Si recapitulamos un poco nos daremos cuenta que los grandes momentos de nuestras vidas transcurren a través de situaciones sencillas, a través de pequeñas cosas, seguramente acompañados de personas que lo enriquecen, y la mayoría de veces estos espacios de tiempo poco tienen que ver con el dinero, los lujos o las clases sociales… están allí al alcance de todo el mundo para hacernos la existencia un poco más llevadera.

Podríamos poneros muchos ejemplos a lo largo y ancho de este viaje y por eso creemos que las “pequeñas cosas” también merecen un post. Allí van unas cuantas de ellas vividas en Filipinas:

  • Jugar con algún local a buscar palabras españolas que aparecen en su idioma (Tagalog) y descubrir que también dicen palangana, anteojos o cacerola.
  • Disfrutar de un café desde una bar con vistas al mar en El Nido, al norte de la isla de Palawan.
  • Ver salir el sol desde el Charlie point, donde se rodó Apocallypse Now en Baler.
  • Desayunar el típico “filipino breakfast” con arroz, huevo y longaniza.
  • Observar de cerca la relación entre los peces payaso y las anémonas, o perseguir un pez globo por los arrecifes.
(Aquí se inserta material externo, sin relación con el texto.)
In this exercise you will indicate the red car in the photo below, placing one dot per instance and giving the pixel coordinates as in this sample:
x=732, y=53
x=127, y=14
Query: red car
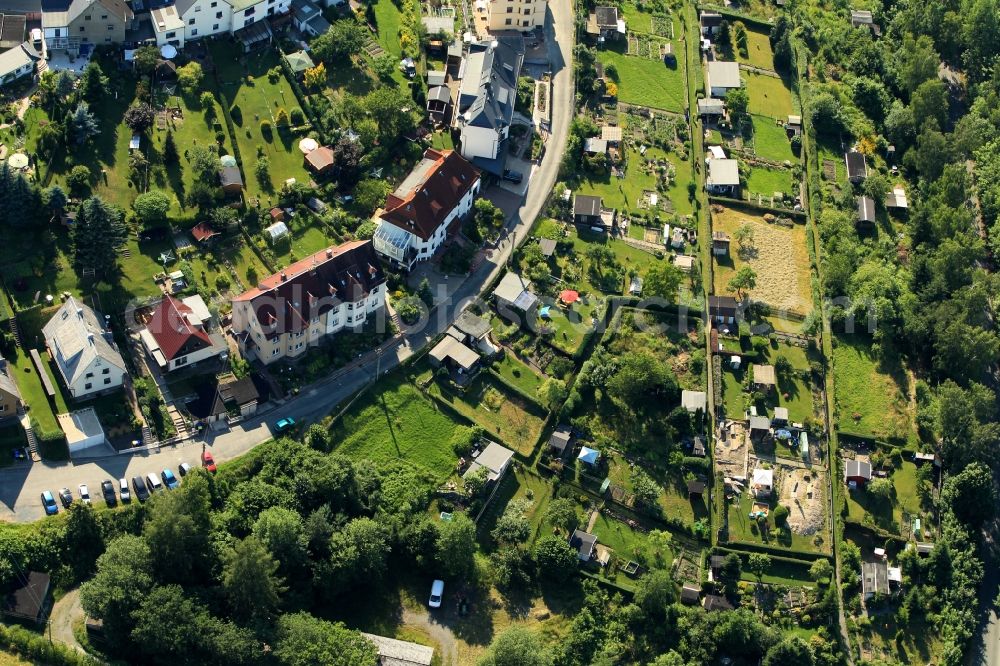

  • Empaparse bajo una repentina tormenta, y ver salir el sol entre las negras nubes.
  • Leer un buen libro desde una hamaca en la isla de Palawan.
  • Hacerse uno mismo un pescado a la brasa comprado en cualquier mercado de poblaciones costeras.
  • Compartir unas cervezas y largas conversaciones con otros viajeros.
  • Quedarse embobado mirando las terrazas  de arroz de Ifugao en La Cordillera, al norte de Luzón.
  • Jugar con los niños de cualquier pueblecito.
  • Ir a correr por cualquiera de las playas de Filipinas.
  • Sentir el viento y la sensación de libertad desde el techo de un “jeepney” (todoterreno que transporta viajeros entre pueblos).
  • Coger un coco y bebérselo mientras planificas qué harás al día siguiente.
  • Ir a pescar con un pescador local y su “banka” (así se llaman los típicos botes de madera) unos calamares y cocinarlos en la playa.
  • Ver como el mar se come al sol en San Fernando, La Unión.
  • Tumbarse en la arena de cualquier playa y mirar las estrellas.
  • Andar por la jungla de Palawan y cruzarse con una iguana de un metro y medio.